Un jeune suédois est assassiné dans une chambre à Londres tandis qu'un jeune anglais est tué à coups de couteau en Suède, à Göteberg. Les particularités de ces meurtres sauvages semblent indiquer qu'ils sont liés. Le commissaire Erik Winter, enquête sur ces meurtres en collaboration avec un policier anglais, Mc Donald.

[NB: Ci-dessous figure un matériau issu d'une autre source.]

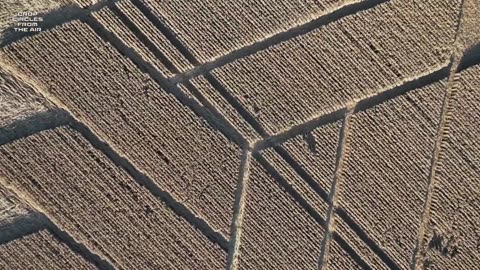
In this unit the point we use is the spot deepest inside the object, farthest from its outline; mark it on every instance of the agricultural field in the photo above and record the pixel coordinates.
(330, 135)
(41, 250)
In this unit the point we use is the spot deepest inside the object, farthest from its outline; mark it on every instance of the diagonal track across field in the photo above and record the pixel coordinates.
(217, 119)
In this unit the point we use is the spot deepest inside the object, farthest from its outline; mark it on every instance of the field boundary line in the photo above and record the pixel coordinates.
(332, 15)
(21, 226)
(40, 121)
(204, 111)
(306, 206)
(184, 50)
(335, 188)
(46, 222)
(238, 210)
(432, 75)
(98, 141)
(457, 53)
(435, 162)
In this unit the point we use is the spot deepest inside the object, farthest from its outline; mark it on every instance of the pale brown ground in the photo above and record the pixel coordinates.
(142, 134)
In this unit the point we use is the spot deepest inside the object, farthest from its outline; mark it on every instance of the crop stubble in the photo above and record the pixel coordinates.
(17, 100)
(203, 26)
(277, 231)
(39, 251)
(381, 47)
(101, 206)
(165, 140)
(385, 174)
(453, 236)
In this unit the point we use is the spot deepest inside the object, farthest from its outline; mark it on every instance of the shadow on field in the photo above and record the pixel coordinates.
(470, 58)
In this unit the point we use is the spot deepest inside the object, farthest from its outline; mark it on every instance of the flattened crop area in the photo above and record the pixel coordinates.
(243, 135)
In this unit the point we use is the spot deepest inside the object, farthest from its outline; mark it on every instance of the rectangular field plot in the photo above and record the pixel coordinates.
(277, 232)
(17, 100)
(344, 61)
(101, 206)
(161, 137)
(453, 236)
(213, 28)
(386, 169)
(40, 251)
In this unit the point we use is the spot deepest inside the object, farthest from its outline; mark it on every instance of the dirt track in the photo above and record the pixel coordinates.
(137, 134)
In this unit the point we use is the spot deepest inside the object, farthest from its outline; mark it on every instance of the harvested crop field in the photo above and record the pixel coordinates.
(139, 134)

Le roman nous promène dans les milieux des peep shows de Göterberg et de Londres et dans les underground des films qui jouent sur le sadisme et la morbidité.
Je dois dire que ce roman ne m'a pas passionnée et que j'ai eu du mal à m'intéresser à l'enquête. J'y ai fait la connaissance de  Erik Winter, un brillant policier, le plus jeune commissaire de Suède et assez fier de l'être. Contrairement à beaucoup de ces homologues en littérature, ce n'est pas un vieil alcoolique débraillé mais un jeune dandy très sélect qui aime les beaux vêtements et reste très préoccupé de son apparence.  Inutile de dire que s'il peut s'habiller dans les magasins les plus chers de Suède ou de Londres c'est parce qu'il a une fortune personnelle. Le salaire des policiers en Suède ne semble pas aller de pair avec des goût de luxe! Nous savons aussi qu'il est amateur de jazz, qu'il a une maîtresse qui ne semble pas très présente dans sa vie, une mère exilée en Espagne pour des raisons de fisc.  Peu de choses, en fait! Dans ce premier roman, le personnage est encore mal défini, à l'état d'ébauche, mais il existe et l'on a envie d'en savoir plus sur lui-même si l'impression d'ensemble est plutôt décevante.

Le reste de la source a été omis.